Published: 2012-03-14 16:31:00
Updated: 2012-03-14 19:24:11
Posted March 14, 2012
By Tony Rice
6 p.m. Update: Wednesday's planned launch was postponed due to an internal radio frequency interference issue on one of the five rockets. The next launch attempt is no earlier than the night of Friday, March 16.
On Wednesday night, NASA will launch five small, powerful sounding rockets within five minutes from the Wallops Flight Facility on Virginia's shoreline.
Though the launch pad is over 200 miles from the Triangle, the results of these launches are expected to be visible from South Carolina to Pittsburgh to New England according to NASA.
The rockets are headed 60 to 65 miles up to the point where winds reach 200 to 300 miles per hour in the thin air, forming an upper jet stream.
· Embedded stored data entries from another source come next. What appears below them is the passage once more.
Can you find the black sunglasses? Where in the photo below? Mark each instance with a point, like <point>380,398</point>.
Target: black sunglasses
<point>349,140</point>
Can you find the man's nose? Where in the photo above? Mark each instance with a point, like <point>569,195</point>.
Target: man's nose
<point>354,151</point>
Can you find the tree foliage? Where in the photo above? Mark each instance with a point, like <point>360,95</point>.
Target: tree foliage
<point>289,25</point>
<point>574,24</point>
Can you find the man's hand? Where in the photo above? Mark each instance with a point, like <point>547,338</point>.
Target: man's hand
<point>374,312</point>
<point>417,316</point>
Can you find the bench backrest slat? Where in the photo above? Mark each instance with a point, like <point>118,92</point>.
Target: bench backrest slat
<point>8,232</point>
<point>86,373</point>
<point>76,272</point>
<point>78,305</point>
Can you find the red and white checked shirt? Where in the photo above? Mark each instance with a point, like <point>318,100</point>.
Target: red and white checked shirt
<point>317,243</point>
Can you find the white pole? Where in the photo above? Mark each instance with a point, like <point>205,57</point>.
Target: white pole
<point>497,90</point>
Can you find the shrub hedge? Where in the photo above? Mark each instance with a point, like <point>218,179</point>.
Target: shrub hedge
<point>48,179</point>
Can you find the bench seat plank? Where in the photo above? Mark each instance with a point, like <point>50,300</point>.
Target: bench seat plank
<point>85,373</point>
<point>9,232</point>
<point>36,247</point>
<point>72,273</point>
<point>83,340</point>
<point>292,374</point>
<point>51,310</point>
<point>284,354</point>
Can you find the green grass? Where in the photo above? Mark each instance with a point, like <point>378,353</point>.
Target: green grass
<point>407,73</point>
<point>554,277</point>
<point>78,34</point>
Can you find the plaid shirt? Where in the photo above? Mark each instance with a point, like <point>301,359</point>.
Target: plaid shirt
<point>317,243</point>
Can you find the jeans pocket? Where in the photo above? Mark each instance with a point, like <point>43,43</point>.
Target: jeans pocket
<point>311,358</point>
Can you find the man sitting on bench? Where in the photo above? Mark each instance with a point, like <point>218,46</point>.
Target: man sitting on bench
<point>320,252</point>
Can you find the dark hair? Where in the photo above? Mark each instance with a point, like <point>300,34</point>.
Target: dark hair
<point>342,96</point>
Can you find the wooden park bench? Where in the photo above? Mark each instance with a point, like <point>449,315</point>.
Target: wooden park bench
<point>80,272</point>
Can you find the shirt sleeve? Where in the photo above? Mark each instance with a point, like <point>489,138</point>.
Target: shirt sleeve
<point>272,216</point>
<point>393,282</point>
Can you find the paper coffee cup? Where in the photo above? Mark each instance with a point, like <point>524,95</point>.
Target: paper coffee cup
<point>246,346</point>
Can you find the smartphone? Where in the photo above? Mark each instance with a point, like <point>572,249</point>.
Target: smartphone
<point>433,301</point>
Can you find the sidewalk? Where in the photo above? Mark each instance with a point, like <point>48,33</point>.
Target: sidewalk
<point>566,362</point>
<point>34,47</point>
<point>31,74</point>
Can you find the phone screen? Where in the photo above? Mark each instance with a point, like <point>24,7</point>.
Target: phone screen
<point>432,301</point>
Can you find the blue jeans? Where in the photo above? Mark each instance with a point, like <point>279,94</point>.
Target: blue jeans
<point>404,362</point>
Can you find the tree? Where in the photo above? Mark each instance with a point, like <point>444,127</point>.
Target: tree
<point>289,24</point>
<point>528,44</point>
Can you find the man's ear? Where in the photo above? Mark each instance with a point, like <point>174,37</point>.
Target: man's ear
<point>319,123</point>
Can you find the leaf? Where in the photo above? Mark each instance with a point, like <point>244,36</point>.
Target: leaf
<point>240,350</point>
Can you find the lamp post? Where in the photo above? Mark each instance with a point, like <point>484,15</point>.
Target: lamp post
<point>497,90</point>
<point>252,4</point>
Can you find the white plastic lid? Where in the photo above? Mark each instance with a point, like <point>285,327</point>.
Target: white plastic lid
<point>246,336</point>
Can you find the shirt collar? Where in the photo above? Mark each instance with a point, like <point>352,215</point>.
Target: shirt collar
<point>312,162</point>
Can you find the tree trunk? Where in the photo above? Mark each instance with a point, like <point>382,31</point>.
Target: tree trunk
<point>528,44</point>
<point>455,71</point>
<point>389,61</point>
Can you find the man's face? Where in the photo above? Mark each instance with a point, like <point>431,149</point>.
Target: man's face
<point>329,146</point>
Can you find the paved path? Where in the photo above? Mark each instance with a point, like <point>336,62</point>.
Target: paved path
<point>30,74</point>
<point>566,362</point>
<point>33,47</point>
The Anomalous Transport Rocket Experiment (ATREX) is a sounding rocket mission that will gather information needed to better understand what is going on in the upper levels of our atmosphere. The mission was inspired, at least in part, by observing the movement of the exhaust plume during shuttle launches.
This upper jet stream is located above where passenger planes fly but below the orbit of satellites. At this level in the atmosphere, a great deal of electrical turbulence occurs. Researchers are very interested the outcome of Wednesday's launch to help them understand that turbulence and how it impacts satellite and radio communications.
This jet stream should not be confused with the lower jet stream at about 30,000 feet which is often referred to by WRAL Weather Center meteorologists and impacts our day to day weather.
ATREX rockets will release trimethylaluminium, a chemical which will react with oxygen to produce a glow that will be tracked by cameras located in Virginia, Pennsylvania and on our coast in Duck, N.C. Imagery from the cameras will be triangulated to produce a detailed map of the movement of air. By-products of this reaction are naturally occurring chemicals in our atmosphere including aluminum oxide, carbon dioxide and water vapor.
Weather permitting, we should be able to see the results of this launch here in the Triangle. The simulated contrails created by these rockets are expected to be visible from all along the east coast. In the WRAL viewing area, we can look to the northeast during the launch window beginning at midnight and extending through 1:30 a.m.